Specialized Record Expressions

While all types of operations could be reduced to functions, in some cases this would be overly simplistic. Instead, it is helpful to construct some other expression constructs.

These constructs should be focused on different expression types as opposed to something that directly related to syntactic sugar. For example, CAST and EXTRACT or SQL operations that are presented using specialized syntax. However, they can easily be modeled using a function paradigm with minimal complexity.

Literal Expressions

For each data type, it is possible to create a literal value for that data type. The representation depends on the serialization format. Literal expressions include both a type literal and a possibly null value.

Nested Type Constructor Expressions

These expressions allow structs, lists, and maps to be constructed from a set of expressions. For example, they allow a struct expression like (field 0 - field 1, field 0 + field 1) to be represented.

Cast Expression

To convert a value from one type to another, Substrait defines a cast expression. Cast expressions declare an expected type, an input argument and an enumeration specifying failure behavior, indicating whether cast should return null on failure or throw an exception.

Note that Substrait always requires a cast expression whenever the current type is not exactly equal to (one of) the expected types. For example, it is illegal to directly pass a value of type i8[0] to a function that only supports an i8?[0] argument.

If Expression

An if value expression is an expression composed of one if clause, zero or more else if clauses and an else clause. In pseudocode, they are envisioned as:

if <boolean expression> then <result expression 1>
else if <boolean expression> then <result expression 2> (zero or more times)
else <result expression 3>

When an if expression is declared, all return expressions must be the same identical type.

Shortcut Behavior

An if expression is expected to logically short-circuit on a positive outcome. This means that a skipped else/elseif expression cannot cause an error. For example, this should not actually throw an error despite the fact that the cast operation should fail.
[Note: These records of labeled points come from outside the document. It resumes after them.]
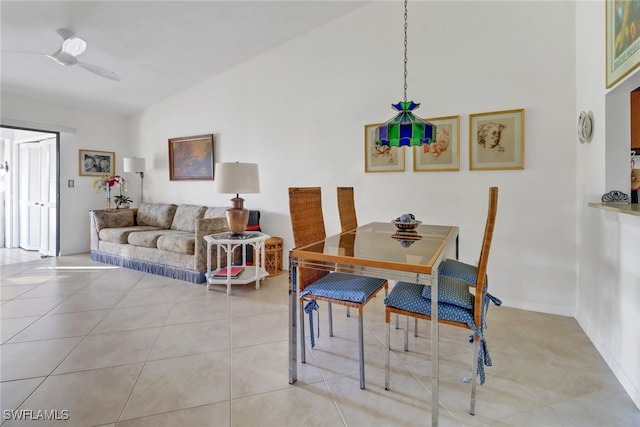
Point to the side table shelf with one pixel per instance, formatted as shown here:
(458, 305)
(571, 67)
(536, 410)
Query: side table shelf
(227, 243)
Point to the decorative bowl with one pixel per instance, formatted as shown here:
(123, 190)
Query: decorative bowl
(409, 225)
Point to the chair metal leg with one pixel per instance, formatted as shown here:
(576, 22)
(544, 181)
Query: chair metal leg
(387, 355)
(406, 334)
(361, 339)
(330, 320)
(302, 341)
(474, 376)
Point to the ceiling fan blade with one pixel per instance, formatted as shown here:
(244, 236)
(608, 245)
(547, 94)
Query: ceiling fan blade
(25, 52)
(65, 33)
(100, 71)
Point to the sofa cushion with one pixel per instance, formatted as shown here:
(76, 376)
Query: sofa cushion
(156, 214)
(218, 212)
(181, 243)
(147, 239)
(185, 217)
(121, 234)
(113, 218)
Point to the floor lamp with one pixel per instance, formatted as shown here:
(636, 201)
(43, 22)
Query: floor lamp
(136, 165)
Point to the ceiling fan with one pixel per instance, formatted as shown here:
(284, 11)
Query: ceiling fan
(69, 51)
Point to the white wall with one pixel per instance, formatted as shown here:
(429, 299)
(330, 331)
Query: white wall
(608, 299)
(80, 129)
(300, 110)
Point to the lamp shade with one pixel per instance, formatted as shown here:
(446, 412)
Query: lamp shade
(237, 178)
(405, 129)
(133, 164)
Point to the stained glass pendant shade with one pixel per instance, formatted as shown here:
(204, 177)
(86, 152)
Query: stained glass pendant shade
(405, 129)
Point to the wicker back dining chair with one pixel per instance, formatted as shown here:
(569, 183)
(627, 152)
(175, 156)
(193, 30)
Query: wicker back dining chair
(305, 207)
(456, 305)
(347, 209)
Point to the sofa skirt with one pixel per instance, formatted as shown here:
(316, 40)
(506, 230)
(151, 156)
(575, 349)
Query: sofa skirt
(149, 267)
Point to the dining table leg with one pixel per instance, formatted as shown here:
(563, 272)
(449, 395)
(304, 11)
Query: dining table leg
(293, 350)
(435, 373)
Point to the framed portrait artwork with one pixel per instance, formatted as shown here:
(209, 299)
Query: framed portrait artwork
(622, 39)
(191, 158)
(496, 140)
(444, 153)
(96, 163)
(380, 158)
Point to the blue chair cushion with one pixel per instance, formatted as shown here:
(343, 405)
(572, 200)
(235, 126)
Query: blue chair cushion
(343, 287)
(459, 270)
(408, 297)
(452, 291)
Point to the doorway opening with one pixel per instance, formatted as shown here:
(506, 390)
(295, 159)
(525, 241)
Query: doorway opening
(30, 190)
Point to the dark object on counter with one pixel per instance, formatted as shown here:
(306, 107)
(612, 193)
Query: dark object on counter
(615, 197)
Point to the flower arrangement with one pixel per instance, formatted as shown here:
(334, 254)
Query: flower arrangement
(105, 182)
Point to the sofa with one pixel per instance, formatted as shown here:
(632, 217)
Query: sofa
(159, 238)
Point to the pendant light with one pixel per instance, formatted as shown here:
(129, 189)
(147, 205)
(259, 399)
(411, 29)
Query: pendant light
(405, 129)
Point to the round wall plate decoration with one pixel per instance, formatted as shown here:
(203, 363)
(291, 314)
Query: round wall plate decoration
(585, 126)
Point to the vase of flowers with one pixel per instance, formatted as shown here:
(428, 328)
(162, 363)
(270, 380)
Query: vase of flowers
(122, 201)
(105, 182)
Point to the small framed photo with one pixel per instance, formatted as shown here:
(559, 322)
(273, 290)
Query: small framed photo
(191, 158)
(622, 39)
(380, 158)
(496, 140)
(96, 163)
(444, 154)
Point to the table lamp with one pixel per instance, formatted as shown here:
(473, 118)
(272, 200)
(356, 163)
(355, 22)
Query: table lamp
(136, 165)
(237, 178)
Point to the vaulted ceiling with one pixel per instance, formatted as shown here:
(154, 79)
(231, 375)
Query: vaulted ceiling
(158, 48)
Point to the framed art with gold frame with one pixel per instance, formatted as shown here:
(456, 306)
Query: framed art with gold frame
(191, 158)
(96, 163)
(496, 140)
(622, 39)
(444, 154)
(380, 158)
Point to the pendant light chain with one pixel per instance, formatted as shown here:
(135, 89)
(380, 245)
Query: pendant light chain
(405, 50)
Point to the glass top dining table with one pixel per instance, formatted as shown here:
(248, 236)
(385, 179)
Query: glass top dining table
(378, 249)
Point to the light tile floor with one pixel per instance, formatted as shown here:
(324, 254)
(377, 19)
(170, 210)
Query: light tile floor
(116, 347)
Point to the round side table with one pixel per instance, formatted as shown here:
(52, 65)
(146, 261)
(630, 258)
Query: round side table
(273, 256)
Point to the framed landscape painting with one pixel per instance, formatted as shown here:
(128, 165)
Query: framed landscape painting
(496, 140)
(191, 158)
(380, 158)
(96, 163)
(444, 154)
(622, 39)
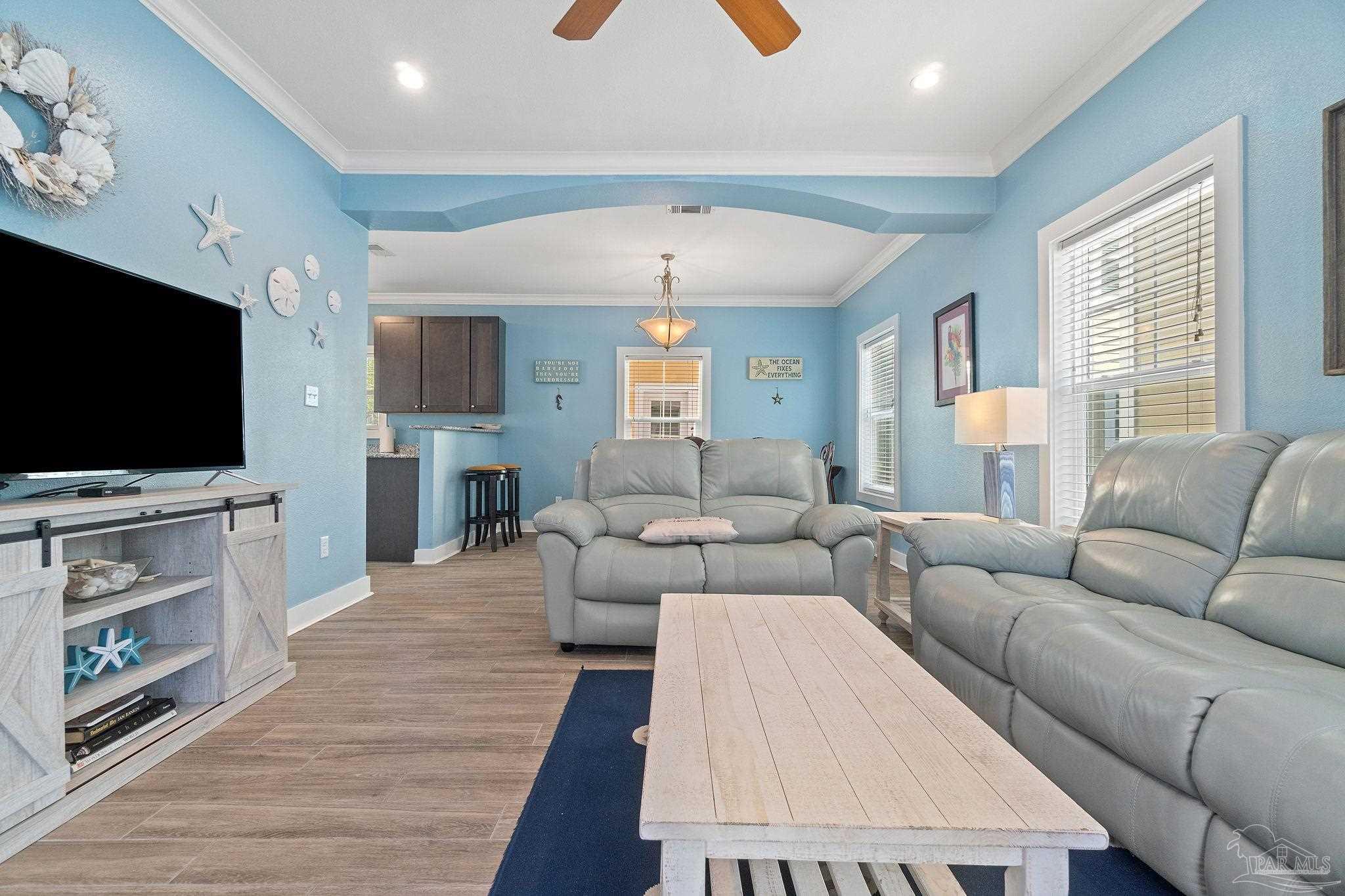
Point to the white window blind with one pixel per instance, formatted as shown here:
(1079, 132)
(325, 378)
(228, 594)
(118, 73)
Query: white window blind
(877, 414)
(1133, 332)
(662, 395)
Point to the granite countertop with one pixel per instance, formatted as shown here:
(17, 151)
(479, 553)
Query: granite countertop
(455, 429)
(403, 452)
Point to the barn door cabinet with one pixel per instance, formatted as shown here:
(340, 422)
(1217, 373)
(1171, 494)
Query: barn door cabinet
(215, 618)
(439, 364)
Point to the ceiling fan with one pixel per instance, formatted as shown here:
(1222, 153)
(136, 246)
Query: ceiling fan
(764, 22)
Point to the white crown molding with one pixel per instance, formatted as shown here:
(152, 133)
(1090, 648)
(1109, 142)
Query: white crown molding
(195, 27)
(1143, 32)
(396, 161)
(1139, 34)
(562, 299)
(891, 253)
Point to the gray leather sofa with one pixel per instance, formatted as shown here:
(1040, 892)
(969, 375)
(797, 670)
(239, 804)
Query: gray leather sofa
(603, 585)
(1178, 666)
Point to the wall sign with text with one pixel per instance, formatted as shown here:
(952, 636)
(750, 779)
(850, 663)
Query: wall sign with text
(556, 371)
(775, 368)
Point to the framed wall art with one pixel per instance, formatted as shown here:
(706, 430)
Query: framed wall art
(1333, 240)
(956, 350)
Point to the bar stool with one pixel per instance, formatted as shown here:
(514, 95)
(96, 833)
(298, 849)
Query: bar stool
(510, 503)
(485, 480)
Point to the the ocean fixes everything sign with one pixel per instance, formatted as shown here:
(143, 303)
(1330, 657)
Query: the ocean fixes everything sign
(775, 368)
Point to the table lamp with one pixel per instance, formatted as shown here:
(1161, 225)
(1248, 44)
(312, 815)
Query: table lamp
(1001, 417)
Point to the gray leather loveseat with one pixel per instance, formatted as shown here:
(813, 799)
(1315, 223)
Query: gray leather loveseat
(1178, 666)
(603, 585)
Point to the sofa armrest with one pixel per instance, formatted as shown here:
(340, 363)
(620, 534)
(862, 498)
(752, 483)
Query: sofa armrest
(579, 522)
(830, 524)
(994, 547)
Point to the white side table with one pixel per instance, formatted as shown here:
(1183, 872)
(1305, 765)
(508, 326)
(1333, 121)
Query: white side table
(893, 522)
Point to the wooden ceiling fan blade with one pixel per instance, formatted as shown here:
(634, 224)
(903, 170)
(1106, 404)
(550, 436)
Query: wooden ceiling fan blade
(583, 19)
(764, 22)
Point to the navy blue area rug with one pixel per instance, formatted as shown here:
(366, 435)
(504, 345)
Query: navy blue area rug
(579, 833)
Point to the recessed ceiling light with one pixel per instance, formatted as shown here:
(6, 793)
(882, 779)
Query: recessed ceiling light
(409, 75)
(927, 77)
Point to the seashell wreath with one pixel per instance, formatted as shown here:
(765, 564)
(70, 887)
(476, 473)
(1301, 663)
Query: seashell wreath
(77, 163)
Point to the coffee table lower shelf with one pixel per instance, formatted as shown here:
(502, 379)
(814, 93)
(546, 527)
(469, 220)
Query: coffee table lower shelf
(810, 879)
(1029, 872)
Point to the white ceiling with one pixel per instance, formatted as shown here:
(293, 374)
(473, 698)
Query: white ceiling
(673, 79)
(600, 255)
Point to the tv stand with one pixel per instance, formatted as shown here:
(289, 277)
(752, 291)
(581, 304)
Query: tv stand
(215, 618)
(241, 479)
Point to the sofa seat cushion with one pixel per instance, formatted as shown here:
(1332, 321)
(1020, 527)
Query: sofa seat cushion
(973, 612)
(1141, 680)
(790, 567)
(1269, 762)
(1040, 586)
(631, 571)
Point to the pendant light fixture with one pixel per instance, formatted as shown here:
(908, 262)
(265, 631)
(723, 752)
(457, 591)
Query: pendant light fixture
(666, 327)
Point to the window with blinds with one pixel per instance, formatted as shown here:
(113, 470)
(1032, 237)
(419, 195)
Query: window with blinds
(1133, 332)
(877, 414)
(662, 395)
(370, 417)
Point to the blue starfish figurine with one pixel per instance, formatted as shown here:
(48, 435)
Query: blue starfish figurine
(131, 653)
(78, 666)
(108, 651)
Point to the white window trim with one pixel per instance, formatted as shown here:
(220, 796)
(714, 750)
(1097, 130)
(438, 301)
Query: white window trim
(891, 501)
(655, 352)
(373, 431)
(1223, 150)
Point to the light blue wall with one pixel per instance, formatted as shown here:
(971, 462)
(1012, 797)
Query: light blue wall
(443, 457)
(187, 133)
(548, 442)
(1278, 65)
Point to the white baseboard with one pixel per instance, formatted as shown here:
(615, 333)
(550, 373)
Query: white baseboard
(430, 557)
(317, 609)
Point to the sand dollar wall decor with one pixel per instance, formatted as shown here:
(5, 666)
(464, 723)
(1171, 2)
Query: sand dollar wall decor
(77, 163)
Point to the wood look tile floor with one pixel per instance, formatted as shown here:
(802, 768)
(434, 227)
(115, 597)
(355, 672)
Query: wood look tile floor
(396, 762)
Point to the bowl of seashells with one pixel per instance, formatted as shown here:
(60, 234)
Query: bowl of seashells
(77, 163)
(93, 578)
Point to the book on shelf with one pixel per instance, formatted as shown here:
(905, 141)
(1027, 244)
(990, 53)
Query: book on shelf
(109, 740)
(109, 715)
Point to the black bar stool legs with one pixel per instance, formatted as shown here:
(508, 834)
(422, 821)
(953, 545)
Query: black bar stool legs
(510, 503)
(486, 481)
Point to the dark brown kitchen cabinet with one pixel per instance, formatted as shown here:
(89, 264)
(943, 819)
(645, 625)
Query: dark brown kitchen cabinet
(487, 393)
(439, 364)
(397, 364)
(445, 354)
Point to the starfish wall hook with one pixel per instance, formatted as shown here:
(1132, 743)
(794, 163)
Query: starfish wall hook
(218, 232)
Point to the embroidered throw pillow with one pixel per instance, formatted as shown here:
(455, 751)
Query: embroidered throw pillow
(689, 530)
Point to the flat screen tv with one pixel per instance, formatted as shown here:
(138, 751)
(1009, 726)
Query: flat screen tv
(109, 372)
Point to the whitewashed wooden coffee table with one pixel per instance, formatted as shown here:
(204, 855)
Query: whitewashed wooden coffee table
(790, 729)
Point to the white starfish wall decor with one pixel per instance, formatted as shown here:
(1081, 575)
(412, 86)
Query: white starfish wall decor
(218, 232)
if 'value' = 'value' then 0
else cast('hello' as integer) 

Switch Expression

Switch expression allow a selection of alternate branches based on the value of a given expression. They are an optimized form of a generic if expression where all conditions are equality to the same value. In pseudocode:

switch(value)
<value 1> => <return 1> (1 or more times)
<else> => <return default>

Return values for a switch expression must all be of identical type.

Shortcut Behavior

As in if expressions, switch expression evaluation should not be interrupted by “roads not taken”.

Or List Equality Expression

A specialized structure that is often used is a large list of possible values. In SQL, these are typically large IN lists. They can be composed from one or more fields. There are two common patterns, single value and multi value. In pseudocode they are represented as:

Single Value:
expression, [<value1>, <value2>, ... <valueN>]

Multi Value:
[expressionA, expressionB], [[value1a, value1b], [value2a, value2b].. [valueNa, valueNb]]

For single value expressions, these are a compact equivalent of expression = value1 OR expression = value2 OR .. OR expression = valueN. When using an expression of this type, two things are required; the types of the test expression and all value expressions that are related must be of the same type. Additionally, a function signature for equality must be available for the expression type used.